The experience ten years later was the closest things I can recall to a sense of disassociation, like my very self was separating ad disappearing, and would be lost. Basically, I felt that I was literally losing my mind. That’s what month after month of having no fixed guide star of hope and possibility in life can do. It’s why such terrible fates befall the long-term unemployed, people who want to rise out of their grim situations, but who can’t seem to do it. Many become homeless. Some can’t take it any more. I was getting to that point, but was in denial.

However, i was fortunate in that I had a place to live and family that loved me. I shudder to think what my experiences with depression and joblessness would have been like without them.

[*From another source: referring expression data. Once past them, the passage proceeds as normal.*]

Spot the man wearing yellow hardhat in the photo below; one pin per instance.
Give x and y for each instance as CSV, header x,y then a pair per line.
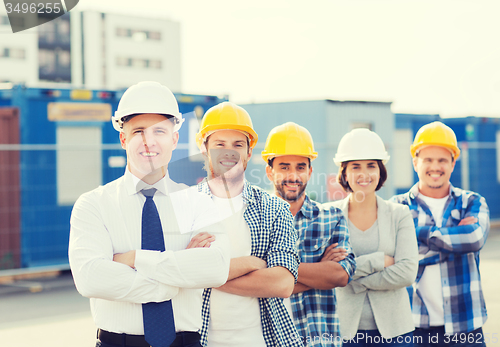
x,y
325,253
452,226
248,310
135,244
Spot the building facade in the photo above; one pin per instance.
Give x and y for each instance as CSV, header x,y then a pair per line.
x,y
94,50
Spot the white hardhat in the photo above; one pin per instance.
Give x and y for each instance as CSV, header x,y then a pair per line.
x,y
147,97
360,144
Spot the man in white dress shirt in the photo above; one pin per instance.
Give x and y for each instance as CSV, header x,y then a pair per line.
x,y
105,252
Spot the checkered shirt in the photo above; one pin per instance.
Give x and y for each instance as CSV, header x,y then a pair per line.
x,y
456,249
314,311
273,239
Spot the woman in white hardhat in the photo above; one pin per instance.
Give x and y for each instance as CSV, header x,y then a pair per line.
x,y
374,306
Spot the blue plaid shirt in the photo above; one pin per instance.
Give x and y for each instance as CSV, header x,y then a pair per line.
x,y
456,249
314,310
273,239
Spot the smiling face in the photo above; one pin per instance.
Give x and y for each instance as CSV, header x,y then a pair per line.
x,y
290,174
149,140
228,154
434,166
363,176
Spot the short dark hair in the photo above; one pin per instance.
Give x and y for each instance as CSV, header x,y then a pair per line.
x,y
341,177
271,161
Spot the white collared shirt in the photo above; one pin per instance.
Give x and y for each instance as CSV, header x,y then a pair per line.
x,y
107,221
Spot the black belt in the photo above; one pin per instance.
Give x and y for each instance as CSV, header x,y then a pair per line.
x,y
181,339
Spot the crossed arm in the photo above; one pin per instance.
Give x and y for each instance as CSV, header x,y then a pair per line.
x,y
325,274
250,276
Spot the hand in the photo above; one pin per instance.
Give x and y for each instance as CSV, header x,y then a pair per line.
x,y
468,221
125,258
388,261
332,253
201,240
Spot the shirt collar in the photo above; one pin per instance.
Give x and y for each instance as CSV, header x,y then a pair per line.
x,y
134,184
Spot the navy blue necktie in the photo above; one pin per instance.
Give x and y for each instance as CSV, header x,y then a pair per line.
x,y
159,328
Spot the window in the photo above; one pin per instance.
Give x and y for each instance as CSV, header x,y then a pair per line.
x,y
154,35
14,53
138,34
4,20
356,125
46,61
402,162
139,63
155,64
64,58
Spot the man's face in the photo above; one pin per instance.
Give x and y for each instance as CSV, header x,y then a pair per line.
x,y
290,174
228,154
434,166
149,140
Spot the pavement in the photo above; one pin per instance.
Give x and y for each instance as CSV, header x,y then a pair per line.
x,y
50,312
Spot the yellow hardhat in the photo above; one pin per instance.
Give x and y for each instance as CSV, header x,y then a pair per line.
x,y
289,139
226,116
435,134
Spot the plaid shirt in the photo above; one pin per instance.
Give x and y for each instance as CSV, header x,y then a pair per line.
x,y
455,248
273,239
314,310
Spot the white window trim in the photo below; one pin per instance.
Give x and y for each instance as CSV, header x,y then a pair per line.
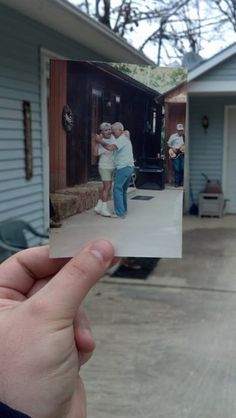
x,y
225,142
45,56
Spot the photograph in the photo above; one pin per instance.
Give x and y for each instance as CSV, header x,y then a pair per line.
x,y
117,142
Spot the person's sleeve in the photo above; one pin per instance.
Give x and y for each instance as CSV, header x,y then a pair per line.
x,y
6,412
120,143
169,142
101,150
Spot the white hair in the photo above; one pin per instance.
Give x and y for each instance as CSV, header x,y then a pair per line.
x,y
105,125
118,125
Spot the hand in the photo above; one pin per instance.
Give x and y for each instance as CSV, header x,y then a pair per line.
x,y
98,138
44,333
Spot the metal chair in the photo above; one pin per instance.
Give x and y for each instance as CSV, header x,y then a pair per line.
x,y
13,235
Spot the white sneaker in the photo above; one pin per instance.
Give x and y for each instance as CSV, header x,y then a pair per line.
x,y
114,215
98,206
104,210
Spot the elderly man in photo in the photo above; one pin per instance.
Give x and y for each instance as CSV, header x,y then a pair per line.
x,y
124,164
176,144
106,168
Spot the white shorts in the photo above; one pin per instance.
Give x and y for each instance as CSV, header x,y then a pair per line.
x,y
106,174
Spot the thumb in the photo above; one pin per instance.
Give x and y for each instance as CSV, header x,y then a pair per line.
x,y
62,296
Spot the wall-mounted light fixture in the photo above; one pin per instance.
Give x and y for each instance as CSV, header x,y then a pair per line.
x,y
205,123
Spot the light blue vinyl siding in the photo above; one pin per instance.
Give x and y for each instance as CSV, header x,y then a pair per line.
x,y
21,40
225,71
206,149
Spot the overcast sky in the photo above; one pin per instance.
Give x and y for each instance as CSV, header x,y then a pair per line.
x,y
137,37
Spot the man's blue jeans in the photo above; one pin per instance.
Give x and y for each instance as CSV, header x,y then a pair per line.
x,y
121,184
179,170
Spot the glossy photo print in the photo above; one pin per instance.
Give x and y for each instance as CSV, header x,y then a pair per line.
x,y
117,157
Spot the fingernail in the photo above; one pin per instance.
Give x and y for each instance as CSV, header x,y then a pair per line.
x,y
102,250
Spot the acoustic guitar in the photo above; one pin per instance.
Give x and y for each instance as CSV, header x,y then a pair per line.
x,y
176,154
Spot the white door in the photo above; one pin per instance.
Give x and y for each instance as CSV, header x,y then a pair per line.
x,y
230,159
45,63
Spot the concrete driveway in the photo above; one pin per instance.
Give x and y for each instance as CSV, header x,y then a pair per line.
x,y
166,346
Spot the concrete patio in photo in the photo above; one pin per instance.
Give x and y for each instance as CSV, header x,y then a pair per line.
x,y
166,345
152,227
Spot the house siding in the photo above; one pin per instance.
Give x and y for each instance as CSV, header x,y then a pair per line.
x,y
206,149
21,40
225,71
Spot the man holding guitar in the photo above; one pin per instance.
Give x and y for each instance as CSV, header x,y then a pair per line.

But I couldn’t live at my brother’s place indefinitely, though it provided the life raft that kept me from going under, that and years of the single life which hardened me to adversity and being alone.

A week or so after that strange and hallucinatory weekend outing to the nature preserve, I got an urgent call from my aunt in South Carolina who had been watching the classified ads in the newspaper religiously, apparently, and told me a small newspaper in the eastern part of the state needed an editor.

They needed someone badly, it turned out. I talked with them by phone, and within a week I was living in a small town producing a 24-page weekly community newspaper. Every skill I had learned in the business years earlier came back to me instantly. I had no time at all the worry about whether I could do the job. I had to and I wanted to.

I became immersed in the job, grateful for this new chance at life that put me in daily contact with many good and interesting people. I was starting over. Again.